Small farms reap profits by going high-tech

  • Associated Press
  • Monday, May 26, 2008 11:31pm
  • Business

CHAMPAIGN, Ill. — When Martin Barbre got his first look three years ago at a system that would drive his tractor for him, he didn’t buy the device — or the premise that it would cut costs on his farm.

“When they first came out with them and we first looked at it, it seemed like a fancy gadget,” said Barbre, 53, who grows corn and soybeans in southern Illinois.

But with the cost of fuel, seeds, fertilizer and just about everything else it takes to grow his crops rising fast, Barbre quickly came around after he started using the global positioning system to drive his tractor a year and a half ago. “As soon as we used it, we realized the benefits,” he said.

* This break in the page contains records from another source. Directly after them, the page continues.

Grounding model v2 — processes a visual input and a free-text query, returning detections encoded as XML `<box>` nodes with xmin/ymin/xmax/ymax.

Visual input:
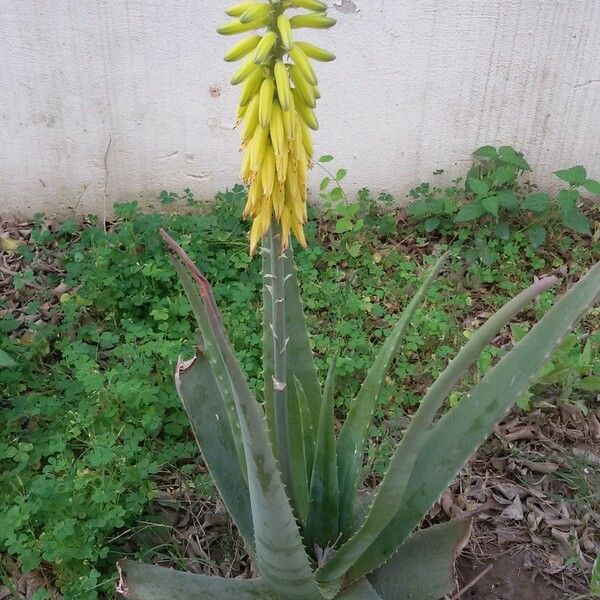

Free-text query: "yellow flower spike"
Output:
<box><xmin>252</xmin><ymin>124</ymin><xmax>269</xmax><ymax>173</ymax></box>
<box><xmin>291</xmin><ymin>0</ymin><xmax>327</xmax><ymax>12</ymax></box>
<box><xmin>277</xmin><ymin>15</ymin><xmax>294</xmax><ymax>52</ymax></box>
<box><xmin>240</xmin><ymin>2</ymin><xmax>272</xmax><ymax>23</ymax></box>
<box><xmin>296</xmin><ymin>42</ymin><xmax>335</xmax><ymax>62</ymax></box>
<box><xmin>259</xmin><ymin>196</ymin><xmax>273</xmax><ymax>237</ymax></box>
<box><xmin>225</xmin><ymin>0</ymin><xmax>256</xmax><ymax>17</ymax></box>
<box><xmin>300</xmin><ymin>119</ymin><xmax>315</xmax><ymax>160</ymax></box>
<box><xmin>217</xmin><ymin>18</ymin><xmax>268</xmax><ymax>35</ymax></box>
<box><xmin>258</xmin><ymin>78</ymin><xmax>275</xmax><ymax>129</ymax></box>
<box><xmin>292</xmin><ymin>217</ymin><xmax>307</xmax><ymax>248</ymax></box>
<box><xmin>290</xmin><ymin>13</ymin><xmax>337</xmax><ymax>29</ymax></box>
<box><xmin>242</xmin><ymin>94</ymin><xmax>260</xmax><ymax>143</ymax></box>
<box><xmin>250</xmin><ymin>217</ymin><xmax>262</xmax><ymax>256</ymax></box>
<box><xmin>240</xmin><ymin>69</ymin><xmax>263</xmax><ymax>105</ymax></box>
<box><xmin>219</xmin><ymin>0</ymin><xmax>335</xmax><ymax>253</ymax></box>
<box><xmin>231</xmin><ymin>57</ymin><xmax>260</xmax><ymax>85</ymax></box>
<box><xmin>290</xmin><ymin>65</ymin><xmax>317</xmax><ymax>108</ymax></box>
<box><xmin>270</xmin><ymin>101</ymin><xmax>287</xmax><ymax>156</ymax></box>
<box><xmin>244</xmin><ymin>177</ymin><xmax>264</xmax><ymax>217</ymax></box>
<box><xmin>240</xmin><ymin>147</ymin><xmax>252</xmax><ymax>183</ymax></box>
<box><xmin>260</xmin><ymin>144</ymin><xmax>275</xmax><ymax>196</ymax></box>
<box><xmin>275</xmin><ymin>145</ymin><xmax>290</xmax><ymax>183</ymax></box>
<box><xmin>273</xmin><ymin>60</ymin><xmax>292</xmax><ymax>112</ymax></box>
<box><xmin>254</xmin><ymin>31</ymin><xmax>277</xmax><ymax>64</ymax></box>
<box><xmin>283</xmin><ymin>93</ymin><xmax>296</xmax><ymax>140</ymax></box>
<box><xmin>296</xmin><ymin>102</ymin><xmax>319</xmax><ymax>131</ymax></box>
<box><xmin>225</xmin><ymin>34</ymin><xmax>262</xmax><ymax>62</ymax></box>
<box><xmin>271</xmin><ymin>182</ymin><xmax>285</xmax><ymax>221</ymax></box>
<box><xmin>290</xmin><ymin>46</ymin><xmax>318</xmax><ymax>85</ymax></box>
<box><xmin>281</xmin><ymin>206</ymin><xmax>292</xmax><ymax>249</ymax></box>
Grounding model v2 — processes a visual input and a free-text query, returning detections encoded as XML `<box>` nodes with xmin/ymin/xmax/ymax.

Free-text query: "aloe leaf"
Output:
<box><xmin>175</xmin><ymin>349</ymin><xmax>254</xmax><ymax>551</ymax></box>
<box><xmin>294</xmin><ymin>377</ymin><xmax>316</xmax><ymax>481</ymax></box>
<box><xmin>317</xmin><ymin>277</ymin><xmax>556</xmax><ymax>582</ymax></box>
<box><xmin>172</xmin><ymin>258</ymin><xmax>247</xmax><ymax>480</ymax></box>
<box><xmin>337</xmin><ymin>254</ymin><xmax>448</xmax><ymax>534</ymax></box>
<box><xmin>117</xmin><ymin>560</ymin><xmax>280</xmax><ymax>600</ymax></box>
<box><xmin>367</xmin><ymin>520</ymin><xmax>471</xmax><ymax>600</ymax></box>
<box><xmin>336</xmin><ymin>578</ymin><xmax>382</xmax><ymax>600</ymax></box>
<box><xmin>306</xmin><ymin>355</ymin><xmax>339</xmax><ymax>548</ymax></box>
<box><xmin>348</xmin><ymin>263</ymin><xmax>600</xmax><ymax>579</ymax></box>
<box><xmin>161</xmin><ymin>231</ymin><xmax>320</xmax><ymax>600</ymax></box>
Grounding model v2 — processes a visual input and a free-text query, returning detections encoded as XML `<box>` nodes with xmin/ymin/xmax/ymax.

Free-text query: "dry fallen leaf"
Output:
<box><xmin>0</xmin><ymin>237</ymin><xmax>25</xmax><ymax>253</ymax></box>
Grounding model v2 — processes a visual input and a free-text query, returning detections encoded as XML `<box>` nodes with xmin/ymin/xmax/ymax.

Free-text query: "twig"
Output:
<box><xmin>102</xmin><ymin>133</ymin><xmax>112</xmax><ymax>234</ymax></box>
<box><xmin>450</xmin><ymin>565</ymin><xmax>494</xmax><ymax>600</ymax></box>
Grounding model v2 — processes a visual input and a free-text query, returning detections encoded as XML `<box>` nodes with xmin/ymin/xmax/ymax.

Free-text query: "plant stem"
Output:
<box><xmin>268</xmin><ymin>222</ymin><xmax>293</xmax><ymax>496</ymax></box>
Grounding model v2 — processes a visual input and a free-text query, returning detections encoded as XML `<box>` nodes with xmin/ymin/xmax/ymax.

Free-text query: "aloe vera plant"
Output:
<box><xmin>118</xmin><ymin>0</ymin><xmax>600</xmax><ymax>600</ymax></box>
<box><xmin>119</xmin><ymin>224</ymin><xmax>600</xmax><ymax>600</ymax></box>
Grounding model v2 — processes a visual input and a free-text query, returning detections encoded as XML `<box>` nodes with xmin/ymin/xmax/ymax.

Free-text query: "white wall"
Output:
<box><xmin>0</xmin><ymin>0</ymin><xmax>600</xmax><ymax>213</ymax></box>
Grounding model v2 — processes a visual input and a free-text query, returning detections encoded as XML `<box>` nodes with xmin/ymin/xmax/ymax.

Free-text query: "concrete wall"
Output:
<box><xmin>0</xmin><ymin>0</ymin><xmax>600</xmax><ymax>213</ymax></box>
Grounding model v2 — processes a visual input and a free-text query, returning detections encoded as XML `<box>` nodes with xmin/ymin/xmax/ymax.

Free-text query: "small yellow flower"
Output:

American grain farmers are enjoying the highest crop prices of their lives, but they don’t expect that to last forever. As a hedge against the inevitable downturn, owners of mid-size farms like Barbre’s — and even some smaller-scale farmers — are investing in technology that’s increasingly integrated.

Large-scale farmers have used GPS-based automated steering for tractors, sensors that probe soil for nutrients and moisture and other gadgets since the late 1990s to cut expenses and increase production. It wasn’t until the past five years or so, however, that the savings that owners of smaller and midsize farms could realize from using high-end technology would significantly offset their rising costs, said Dan Davidson, an agronomist with agricultural-data company DTN in Omaha, Neb.

But now fertilizer used by corn and soybean farms costs almost double what it did two years ago, while seeds and fuel cost almost 50 percent more, according to the U.S. Department of Agriculture.

Meanwhile, the cost of auto-steering systems has remained relatively flat the past few years, and in some cases it has fallen. Systems that now typically cost from a few thousand dollars to $25,000 used to cost up to $40,000.

With auto-steering, a farmer manually drives the perimeter of a field to map its boundaries so a GPS gadget can direct the tractor to carve near-perfectly straight rows. By cutting down on overlap, the system saves fuel, and it means the same ground won’t be planted twice or sprayed unnecessarily with fertilizer or pesticides.

Barbre estimates that using auto-steering on his 4,000 acres has cut his fuel costs up to 5 percent. “That’s maybe 30, 50 cents an acre,” he said. “Over 4,000 acres, that adds up.”

Yield mapping, which tracks how much corn or soybeans parts of his fields produce and which he’s used for more than 10 years, brings him an extra $30 or $35 on every acre of corn. He figures he’s spent about $14,000 on it over the years, buying and upgrading hardware and software, for a net benefit of $60,000 to $70,000 or more per year on 2,000 acres of corn.